Students, faculty, and TAs of the 2013 Workshop (2013 Group Photo Key)
Welcome to the Workshop on Molecular Evolution
Directors: David Hillis (University of Texas, Austin) and Mitch Sogin (Marine Biological Laboratory, Woods Hole)
Course Dates: July 21 to July 31, 2013
2014 Course Dates: July 27 to August 6, 2014.
MBL Course Page (to apply)
Course Facebook Page
Now in its 26th year, the MBL's Workshop on Molecular Evolution at Woods Hole presents a series of lectures, discussions, and bioinformatic exercises that span contemporary topics in molecular evolution. The workshop encourages the exchange of ideas among leading theoreticians, software developers, and workshop participants. The workshop serves graduate students, postdoctoral students, and established faculty from around the world.

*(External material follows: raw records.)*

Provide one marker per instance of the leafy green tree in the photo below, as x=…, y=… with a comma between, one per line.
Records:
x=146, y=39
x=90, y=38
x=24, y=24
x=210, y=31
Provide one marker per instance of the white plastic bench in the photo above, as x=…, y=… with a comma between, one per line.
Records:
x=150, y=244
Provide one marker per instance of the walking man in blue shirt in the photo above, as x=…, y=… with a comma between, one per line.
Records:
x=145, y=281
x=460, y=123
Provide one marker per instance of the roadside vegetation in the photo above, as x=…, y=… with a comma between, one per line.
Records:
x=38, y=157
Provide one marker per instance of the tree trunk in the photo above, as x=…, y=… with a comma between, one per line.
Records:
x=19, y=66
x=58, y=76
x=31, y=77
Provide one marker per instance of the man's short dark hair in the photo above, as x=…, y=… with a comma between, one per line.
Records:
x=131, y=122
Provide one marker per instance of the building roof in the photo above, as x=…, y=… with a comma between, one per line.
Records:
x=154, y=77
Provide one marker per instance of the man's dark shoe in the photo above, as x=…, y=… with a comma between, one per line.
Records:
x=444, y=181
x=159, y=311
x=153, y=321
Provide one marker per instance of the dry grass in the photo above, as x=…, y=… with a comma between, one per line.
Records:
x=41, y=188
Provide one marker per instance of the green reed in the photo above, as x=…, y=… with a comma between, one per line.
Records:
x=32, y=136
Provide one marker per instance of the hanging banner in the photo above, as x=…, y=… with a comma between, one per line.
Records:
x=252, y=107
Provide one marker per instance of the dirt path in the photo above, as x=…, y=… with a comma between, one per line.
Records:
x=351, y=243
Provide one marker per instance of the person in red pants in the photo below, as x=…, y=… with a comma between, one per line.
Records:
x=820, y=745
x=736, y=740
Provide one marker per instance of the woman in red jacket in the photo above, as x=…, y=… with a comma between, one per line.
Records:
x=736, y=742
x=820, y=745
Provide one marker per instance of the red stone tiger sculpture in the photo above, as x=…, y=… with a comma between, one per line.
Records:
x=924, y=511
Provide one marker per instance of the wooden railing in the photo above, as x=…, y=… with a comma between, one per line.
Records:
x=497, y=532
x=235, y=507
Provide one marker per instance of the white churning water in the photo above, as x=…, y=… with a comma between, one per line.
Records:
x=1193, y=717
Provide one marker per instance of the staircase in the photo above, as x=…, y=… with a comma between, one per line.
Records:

The 2013 Workshop will use computer packages including AWTY, BEAST, BEST, FASTA, FigTree, GARLI, MIGRATE, LAMARC, MAFFT, MP-EST, MrBayes, PAML, PAUP*, STEM, STEM-hy, and SeaView to address the following topics:
- Phylogenetic analysis: theoretical, mathematical, and statistical bases; sampling properties of sequence data; Maximum likelihood theory and practice; Bayesian analysis; hypothesis testing
- Population genetics analysis using coalescence theory; maximum likelihood and Bayesian estimation of population genetic parameters
- Databases and sequence matching: database searching: protein sequence versus protein structure; homology; mathematical, statistical, and theoretical aspects of sequence database searches; multiple alignment
- Molecular evolution integrated at organism and higher levels: population biology; biogeography; ecology; systematics and conservation
- Molecular evolution and development: gene duplication and divergence; gene family organization; coordinated expression in evolution
- Comparative genomics: genome content; genome structure; genome evolution
- Molecular evolution integrated at lower levels: biochemistry; cell biology; physiology; relationship of genotype to phenotype
Students will work with computer packages on their own laptops and have the opportunity to use the high performance computer clusters at the MBL.